I wanted to transform the bath/shower area from drab and utilitarian to spa-like and serene with a white marble-look large-format porcelain tile from Euro Tile & Stone – Ceracasa North White Glossy in 19″ x 39″. An oversized wall tile means fewer grout lines, and therefore, less time scrubbing, more time tubbing. As this particular tile is suited for a flooring application, it was substantially thicker than the preexisting wall tile and ate into some of the limited space for shampoo and soap on the ledge of the tub surround. As such, I chose to wall-mount three Ume soap dispensers from Zone by Denmark on the shower wall opposite the fixtures to keep clutter at bay.

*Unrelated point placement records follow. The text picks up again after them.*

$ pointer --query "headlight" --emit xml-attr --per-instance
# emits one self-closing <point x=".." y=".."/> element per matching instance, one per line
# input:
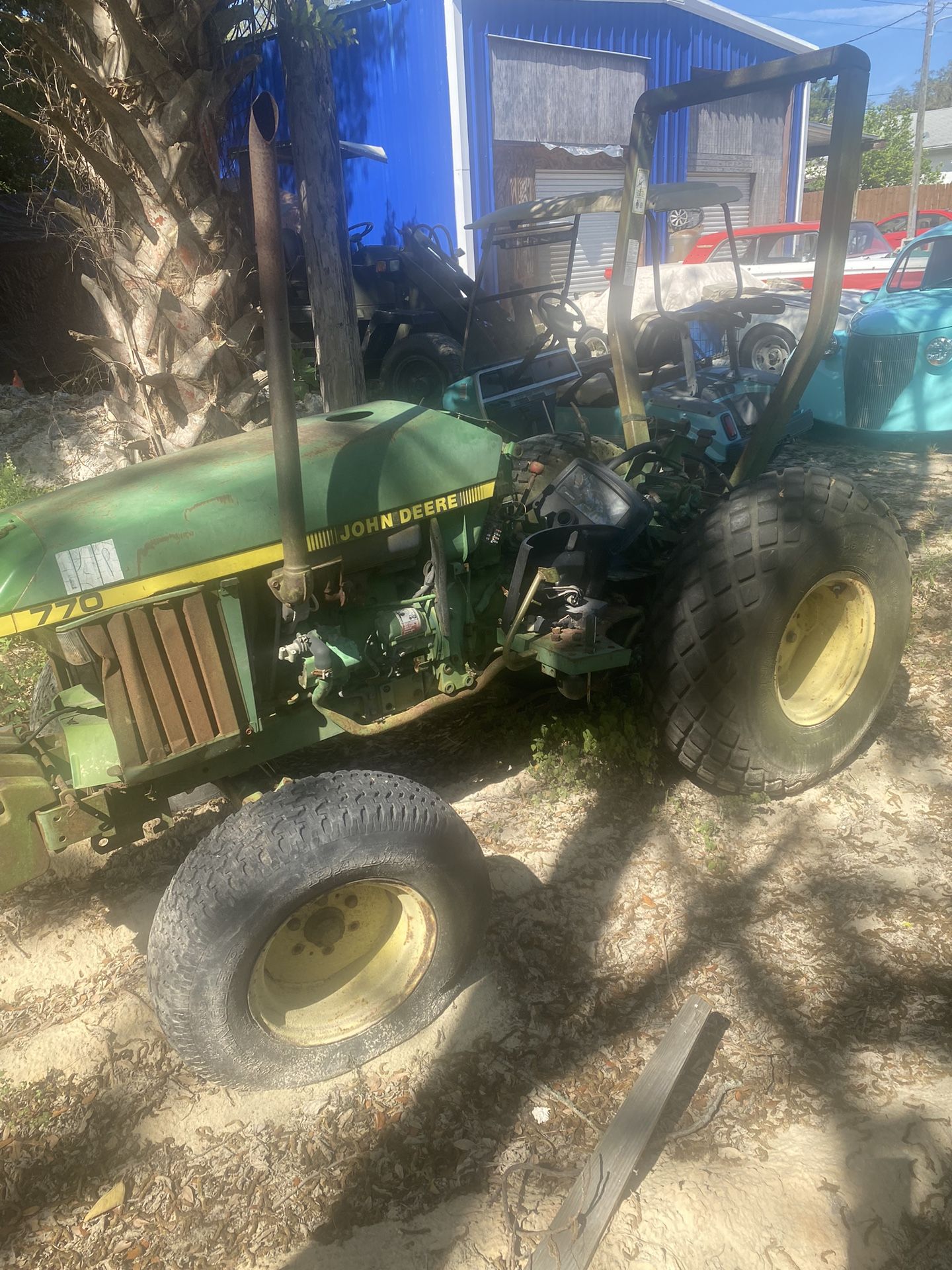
<point x="938" y="351"/>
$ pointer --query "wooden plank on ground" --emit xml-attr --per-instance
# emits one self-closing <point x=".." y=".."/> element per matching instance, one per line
<point x="579" y="1224"/>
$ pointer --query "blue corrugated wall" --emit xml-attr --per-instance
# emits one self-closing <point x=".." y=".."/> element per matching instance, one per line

I kept the original tub but had my contractor build out a tile surround to make it look custom built and added a glass sliding door to make the room feel bigger. I kept the matte black hardware going strong with shower fixtures from the Genta line by Moen.
I wanted to add texture and depth to the rest of the room by running a white matte penny round mosaic tile around it at chair rail height, with black grout for contrast, and topping it off with a glossy black listelo wall trim tile to finish the look.
Obviously, bath linen storage is a prime consideration for any bathroom, unless you’re a young man in college and don’t care that your lavatory has a certain unmistakable must to it. I opted for this blanket ladder from LD Shoppe to artfully arrange my Raya and Lena bath towels from CB2.
I used these cheap and cheerful knobs from Ikea to hang hand towels by the sink and on the back of one of the doors to hang bathrobes and towels. I also swapped out both doors from simple slabs to three-panel shaker style and mounted a towel bar on the back of the door across from the sink.
Last but certainly not least, the over-the-door shoe rack. This is an absolute necessity. As you can see, I have quite a few shoes and absolutely nowhere else to store them. Thinking vertically is the key to success when it comes to small condo living. I wasn’t able to dig up the exact model of over-the-door shoe rack that I have but I’m linking a similar one here.
Overall, I’m absolutely overjoyed with how the space came together and it brings a smile to my face whenever I’m in it. In sum, I spent just over $10,000 including all materials, labour, and all of the artwork and accessories I can take with me to my next home. Given how dramatic this transformation is and how happy it makes me, I think it was money well-spent.